As his only son, Chung Euisun, takes over the world’s fifth-largest automaker, the elder Chung, who has now become an honorary chairman of the automotive company, is leaving behind a legacy.
As the son of the late Hyundai Group founder Chung Ju-yung, Chung Mong-koo joined Hyundai Motor Company in 1970 as an auto parts manager at its Seoul office. He became the chairman of Hyundai Motor Group in September 2000.
One of his biggest achievements during his tenure is global growth, as he built an automobile empire in a country that was considered a latecomer to the industry.
When Hyundai Motor Company was founded in 1967, it only had a repair shop for cars imported from countries like the US and Japan.
By late 2000, the automotive manufacturer had a total of 10 affiliates with assets worth some 34 trillion won ($29.7 billion). As of late last year, the group boasted 54 affiliates with assets of more than 234 trillion won.
Hyundai Motor Company and Kia Motors, the group’s core companies, became some of the biggest automakers in the world and came to boast final assembly lines in 10 countries in an “unprecedented period of time.” They now produce over 7 million vehicles each year.
Chung Mong-koo is also known for focusing on quality and on-site management which remained on top of his agenda during his time.
Achievements under his leadership included the standard factory construction system, which was established to maintain the quality of the company’s global production lines, as well as a large-scale research and development center, and its 10-year and 100,000-mile warranty program.
The warranty program was introduced in the US in 1998 at a time when other carmakers such as GM, Ford and Toyota offered fewer years and miles, which the automaker says helped lay the groundwork for Hyundai and Kia to grow into global automotive powerhouses in the years to come.
Hyundai Motor Group’s success also helped South Korean auto parts companies as Chung innovated the automaker’s supply chains and helped them branch out into the international market when his company built new manufacturing plants.

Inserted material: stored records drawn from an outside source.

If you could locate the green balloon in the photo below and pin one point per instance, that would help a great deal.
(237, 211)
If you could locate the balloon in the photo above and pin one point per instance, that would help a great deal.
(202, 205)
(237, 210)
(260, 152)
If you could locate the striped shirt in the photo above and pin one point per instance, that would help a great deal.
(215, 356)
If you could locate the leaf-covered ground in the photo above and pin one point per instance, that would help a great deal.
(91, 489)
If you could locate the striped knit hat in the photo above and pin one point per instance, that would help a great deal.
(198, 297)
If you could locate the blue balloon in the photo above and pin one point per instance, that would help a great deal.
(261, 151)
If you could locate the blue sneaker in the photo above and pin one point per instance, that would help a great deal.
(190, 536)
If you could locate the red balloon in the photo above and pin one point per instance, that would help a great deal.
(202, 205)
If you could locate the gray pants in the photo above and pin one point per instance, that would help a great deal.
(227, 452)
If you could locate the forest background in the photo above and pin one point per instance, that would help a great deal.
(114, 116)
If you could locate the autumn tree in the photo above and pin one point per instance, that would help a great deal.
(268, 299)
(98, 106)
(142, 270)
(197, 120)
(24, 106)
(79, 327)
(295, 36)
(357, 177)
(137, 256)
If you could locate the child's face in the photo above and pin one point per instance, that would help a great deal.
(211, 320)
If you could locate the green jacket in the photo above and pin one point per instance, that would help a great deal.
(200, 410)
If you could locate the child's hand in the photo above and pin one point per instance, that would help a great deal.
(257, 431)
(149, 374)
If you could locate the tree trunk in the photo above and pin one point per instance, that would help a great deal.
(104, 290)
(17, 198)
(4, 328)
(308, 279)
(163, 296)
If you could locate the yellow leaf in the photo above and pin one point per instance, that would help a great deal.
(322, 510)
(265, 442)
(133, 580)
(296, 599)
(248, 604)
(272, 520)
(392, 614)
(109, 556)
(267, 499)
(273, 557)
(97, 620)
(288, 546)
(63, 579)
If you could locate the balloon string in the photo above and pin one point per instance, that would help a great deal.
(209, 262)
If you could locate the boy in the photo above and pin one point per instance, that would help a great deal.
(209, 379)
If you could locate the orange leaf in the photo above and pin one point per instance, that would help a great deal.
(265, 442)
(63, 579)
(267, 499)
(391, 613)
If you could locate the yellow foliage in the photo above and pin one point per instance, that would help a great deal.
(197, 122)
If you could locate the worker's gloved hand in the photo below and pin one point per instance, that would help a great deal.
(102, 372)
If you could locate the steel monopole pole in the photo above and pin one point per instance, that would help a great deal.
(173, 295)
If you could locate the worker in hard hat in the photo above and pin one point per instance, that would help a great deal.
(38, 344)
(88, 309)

Last year Hyundai and Kia sold 7.4 million cars, enabling the group to retain its position as the world’s fifth-largest automaker.
The group is composed of affiliates spanning across automobiles, steel, construction, parts and finance. They include Hyundai Steel, Hyundai Engineering and Construction, Hyundai Mobis, Hyundai Capital, Hyundai Card, Hyundai Glovis and Hyundai Rotem.
Chung Mong-koo is leaving his legacy behind with the industry’s top honor. Earlier this year, he became the first Korean to be inducted into the Automotive Hall of Fame, which was founded in 1939 and has honored nearly 800 business leaders from around the world since.
“Through Chung’s leadership and direct efforts, he took a struggling 20-year-old car company and made Hyundai Motor Group the world’s fifth-largest car maker while Hyundai Motor Company alone ranks as the world’s sixth largest,” the American museum said.